3. Convert the heat absorbed or released to kJ by dividing by 1000:

q = 37923.23 J / 1000 = 37.92323 kJ

4. Calculate ΔE for the combustion of benzene by rearranging the equation and substituting the values:

ΔE = q / n = 37.92323 kJ / 0.01342 mol ≈ 2827 kJ/mol

Therefore, the ΔE for the combustion of benzene is approximately 2827 kJ/mol.

(b) To calculate ΔH for the combustion of benzene in kJ/mol:

To calculate ΔH, we need to account for the heat absorbed or released by the empty calorimeter. Assume that the heat capacity of the empty calorimeter is C_cal and the change in temperature is ΔT_cal. Therefore:

ΔH = ΔE + nC_calΔT_cal

Given that the heat capacity of the empty calorimeter (C_cal) is 891 J/°C and the change in temperature (ΔT_cal) is the same as the change in temperature of the water (32.681 °C - 23.640 °C), we can substitute the values into the equation:

ΔH = 2827 kJ/mol + 0.01342 mol × 891 J/°C × (32.681 °C - 23.640 °C)
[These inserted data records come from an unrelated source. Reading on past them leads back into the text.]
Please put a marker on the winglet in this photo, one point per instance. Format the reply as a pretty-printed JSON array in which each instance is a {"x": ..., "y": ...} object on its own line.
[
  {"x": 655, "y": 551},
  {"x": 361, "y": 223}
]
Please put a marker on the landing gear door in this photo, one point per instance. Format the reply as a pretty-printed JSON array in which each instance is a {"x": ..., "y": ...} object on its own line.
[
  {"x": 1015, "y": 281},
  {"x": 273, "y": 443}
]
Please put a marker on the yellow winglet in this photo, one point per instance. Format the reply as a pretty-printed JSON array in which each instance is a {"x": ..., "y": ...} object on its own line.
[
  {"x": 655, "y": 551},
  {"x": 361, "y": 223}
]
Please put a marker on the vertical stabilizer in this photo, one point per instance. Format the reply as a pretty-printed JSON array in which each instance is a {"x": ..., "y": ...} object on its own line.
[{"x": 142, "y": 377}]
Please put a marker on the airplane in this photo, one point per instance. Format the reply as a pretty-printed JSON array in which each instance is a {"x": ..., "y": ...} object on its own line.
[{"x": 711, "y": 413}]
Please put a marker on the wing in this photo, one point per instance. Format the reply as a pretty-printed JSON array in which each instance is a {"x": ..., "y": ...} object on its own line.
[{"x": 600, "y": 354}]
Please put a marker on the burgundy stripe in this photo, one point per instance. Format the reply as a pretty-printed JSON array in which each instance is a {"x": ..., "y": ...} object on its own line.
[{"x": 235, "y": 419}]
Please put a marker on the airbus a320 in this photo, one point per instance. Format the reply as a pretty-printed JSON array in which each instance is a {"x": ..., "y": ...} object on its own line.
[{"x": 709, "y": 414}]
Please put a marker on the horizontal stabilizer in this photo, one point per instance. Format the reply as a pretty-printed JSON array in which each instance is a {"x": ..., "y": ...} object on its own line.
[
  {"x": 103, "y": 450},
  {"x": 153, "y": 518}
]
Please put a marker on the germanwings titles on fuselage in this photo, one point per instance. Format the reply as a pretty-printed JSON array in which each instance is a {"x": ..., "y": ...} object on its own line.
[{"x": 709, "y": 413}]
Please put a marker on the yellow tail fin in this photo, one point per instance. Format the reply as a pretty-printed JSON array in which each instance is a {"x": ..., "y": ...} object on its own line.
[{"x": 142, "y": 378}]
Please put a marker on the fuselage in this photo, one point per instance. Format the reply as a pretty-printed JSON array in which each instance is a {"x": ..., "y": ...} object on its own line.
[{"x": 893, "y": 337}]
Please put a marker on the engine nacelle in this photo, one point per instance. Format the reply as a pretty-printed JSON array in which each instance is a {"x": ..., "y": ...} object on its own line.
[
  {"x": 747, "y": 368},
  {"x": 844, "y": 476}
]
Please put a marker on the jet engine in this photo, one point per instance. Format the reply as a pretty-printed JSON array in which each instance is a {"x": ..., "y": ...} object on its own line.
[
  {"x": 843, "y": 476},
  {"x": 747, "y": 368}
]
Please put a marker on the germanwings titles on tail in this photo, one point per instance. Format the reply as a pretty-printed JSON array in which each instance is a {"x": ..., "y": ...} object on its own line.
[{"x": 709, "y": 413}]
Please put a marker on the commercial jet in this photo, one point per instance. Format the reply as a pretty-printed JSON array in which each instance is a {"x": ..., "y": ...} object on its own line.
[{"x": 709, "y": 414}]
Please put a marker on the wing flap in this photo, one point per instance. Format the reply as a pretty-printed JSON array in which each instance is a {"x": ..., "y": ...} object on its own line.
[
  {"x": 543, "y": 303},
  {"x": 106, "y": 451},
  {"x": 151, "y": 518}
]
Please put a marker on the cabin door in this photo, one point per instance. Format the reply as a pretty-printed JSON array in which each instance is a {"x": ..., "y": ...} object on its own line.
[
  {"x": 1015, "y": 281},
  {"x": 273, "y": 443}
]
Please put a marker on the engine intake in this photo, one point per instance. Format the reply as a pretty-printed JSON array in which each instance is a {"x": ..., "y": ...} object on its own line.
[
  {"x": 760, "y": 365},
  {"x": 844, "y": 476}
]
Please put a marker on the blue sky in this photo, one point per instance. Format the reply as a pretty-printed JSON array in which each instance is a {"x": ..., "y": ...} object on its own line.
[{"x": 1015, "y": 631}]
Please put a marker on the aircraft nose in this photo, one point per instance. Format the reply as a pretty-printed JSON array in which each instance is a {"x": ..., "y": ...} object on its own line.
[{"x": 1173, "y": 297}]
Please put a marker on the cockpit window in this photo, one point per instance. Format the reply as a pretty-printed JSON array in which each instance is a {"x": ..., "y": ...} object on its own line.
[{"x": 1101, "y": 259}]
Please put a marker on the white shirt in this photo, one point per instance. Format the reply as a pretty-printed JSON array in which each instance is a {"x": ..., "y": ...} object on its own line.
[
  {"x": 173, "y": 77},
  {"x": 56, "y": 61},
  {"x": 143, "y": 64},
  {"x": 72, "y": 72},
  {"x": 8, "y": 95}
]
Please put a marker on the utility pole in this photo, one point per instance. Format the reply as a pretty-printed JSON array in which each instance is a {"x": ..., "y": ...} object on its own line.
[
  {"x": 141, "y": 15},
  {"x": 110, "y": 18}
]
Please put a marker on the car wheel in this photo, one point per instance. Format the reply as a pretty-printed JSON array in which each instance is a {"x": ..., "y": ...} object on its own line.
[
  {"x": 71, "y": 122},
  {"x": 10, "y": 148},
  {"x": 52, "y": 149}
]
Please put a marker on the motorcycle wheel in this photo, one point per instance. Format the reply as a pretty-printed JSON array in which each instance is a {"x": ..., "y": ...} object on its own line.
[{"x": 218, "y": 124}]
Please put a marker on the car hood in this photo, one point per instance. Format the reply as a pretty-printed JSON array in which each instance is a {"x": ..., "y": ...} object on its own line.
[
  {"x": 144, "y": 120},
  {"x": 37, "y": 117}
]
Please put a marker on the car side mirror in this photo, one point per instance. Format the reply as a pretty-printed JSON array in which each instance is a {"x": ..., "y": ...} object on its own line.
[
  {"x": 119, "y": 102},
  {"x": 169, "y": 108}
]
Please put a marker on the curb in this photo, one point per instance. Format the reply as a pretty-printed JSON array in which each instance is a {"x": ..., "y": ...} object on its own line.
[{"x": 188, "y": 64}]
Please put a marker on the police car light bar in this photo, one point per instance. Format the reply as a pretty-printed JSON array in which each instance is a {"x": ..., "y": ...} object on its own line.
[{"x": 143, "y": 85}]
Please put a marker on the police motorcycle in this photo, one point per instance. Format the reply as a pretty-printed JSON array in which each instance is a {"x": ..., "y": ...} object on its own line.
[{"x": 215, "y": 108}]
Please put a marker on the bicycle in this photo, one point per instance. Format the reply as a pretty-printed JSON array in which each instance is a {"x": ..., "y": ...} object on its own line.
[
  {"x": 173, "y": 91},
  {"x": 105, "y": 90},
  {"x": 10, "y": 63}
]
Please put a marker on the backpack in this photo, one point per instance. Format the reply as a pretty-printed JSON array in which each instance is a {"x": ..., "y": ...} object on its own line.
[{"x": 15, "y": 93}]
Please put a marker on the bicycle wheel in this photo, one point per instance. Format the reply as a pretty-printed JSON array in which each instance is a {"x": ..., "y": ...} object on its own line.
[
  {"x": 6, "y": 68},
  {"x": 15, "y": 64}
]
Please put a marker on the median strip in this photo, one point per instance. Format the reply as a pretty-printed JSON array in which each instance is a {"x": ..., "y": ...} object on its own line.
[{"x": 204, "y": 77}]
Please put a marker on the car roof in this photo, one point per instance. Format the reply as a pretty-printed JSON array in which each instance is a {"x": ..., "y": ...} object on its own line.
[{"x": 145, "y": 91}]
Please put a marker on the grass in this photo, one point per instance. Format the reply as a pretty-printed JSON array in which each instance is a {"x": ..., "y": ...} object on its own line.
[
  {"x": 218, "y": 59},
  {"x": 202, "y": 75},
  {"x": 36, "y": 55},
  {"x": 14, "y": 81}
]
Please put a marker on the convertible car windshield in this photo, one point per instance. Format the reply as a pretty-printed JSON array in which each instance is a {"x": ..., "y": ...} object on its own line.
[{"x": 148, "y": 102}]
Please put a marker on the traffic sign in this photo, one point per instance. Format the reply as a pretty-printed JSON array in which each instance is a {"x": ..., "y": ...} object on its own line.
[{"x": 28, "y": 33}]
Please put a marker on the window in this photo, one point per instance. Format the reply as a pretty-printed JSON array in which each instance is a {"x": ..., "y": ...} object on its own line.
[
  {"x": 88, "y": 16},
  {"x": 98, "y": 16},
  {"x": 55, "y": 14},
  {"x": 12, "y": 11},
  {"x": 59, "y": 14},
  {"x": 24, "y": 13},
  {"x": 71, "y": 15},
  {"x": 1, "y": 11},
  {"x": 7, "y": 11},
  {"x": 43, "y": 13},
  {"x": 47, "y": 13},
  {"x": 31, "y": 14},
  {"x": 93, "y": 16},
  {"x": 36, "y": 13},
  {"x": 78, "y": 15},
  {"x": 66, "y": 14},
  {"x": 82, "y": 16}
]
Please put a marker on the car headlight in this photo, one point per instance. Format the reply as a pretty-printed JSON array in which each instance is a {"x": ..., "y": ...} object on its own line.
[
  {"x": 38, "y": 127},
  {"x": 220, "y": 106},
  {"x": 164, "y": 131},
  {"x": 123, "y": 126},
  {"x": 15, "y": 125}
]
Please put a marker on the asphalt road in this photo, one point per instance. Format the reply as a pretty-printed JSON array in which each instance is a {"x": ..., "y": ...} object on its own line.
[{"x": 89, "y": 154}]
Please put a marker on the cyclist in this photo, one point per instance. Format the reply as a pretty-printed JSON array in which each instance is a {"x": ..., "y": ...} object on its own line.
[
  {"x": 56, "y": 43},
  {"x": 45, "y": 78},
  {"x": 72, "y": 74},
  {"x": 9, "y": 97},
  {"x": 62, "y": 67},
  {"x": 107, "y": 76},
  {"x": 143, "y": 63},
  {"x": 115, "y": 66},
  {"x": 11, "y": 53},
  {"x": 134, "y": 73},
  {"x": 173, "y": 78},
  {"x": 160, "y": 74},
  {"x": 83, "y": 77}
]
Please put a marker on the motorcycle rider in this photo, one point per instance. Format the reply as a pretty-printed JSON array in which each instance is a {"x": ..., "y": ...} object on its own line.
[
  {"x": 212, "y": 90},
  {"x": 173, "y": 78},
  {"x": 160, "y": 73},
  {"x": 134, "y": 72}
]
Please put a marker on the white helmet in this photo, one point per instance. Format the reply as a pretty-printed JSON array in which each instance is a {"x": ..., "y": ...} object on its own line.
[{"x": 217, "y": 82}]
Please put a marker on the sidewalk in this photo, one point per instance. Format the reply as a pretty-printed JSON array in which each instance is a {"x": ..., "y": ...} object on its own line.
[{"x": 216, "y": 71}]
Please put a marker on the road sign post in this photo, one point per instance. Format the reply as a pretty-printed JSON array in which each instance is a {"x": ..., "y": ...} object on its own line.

Calculating this expression will give you the final value of ΔH for the combustion of benzene in kJ/mol.

At constant volume you calculate dE.

dE = [(mass H2O x specific heat H2O x (Tfinal-Tinitial)] + Ccal*(Tfinal-Tinitial)
Then dE x (g C6H6/molar mass C6H6) = J/mol. Convert to kJ/mol

For dH, use dE = dH + w and w can be obtained from pdV = delta n(RT)
You will need to assign the proper sign to work.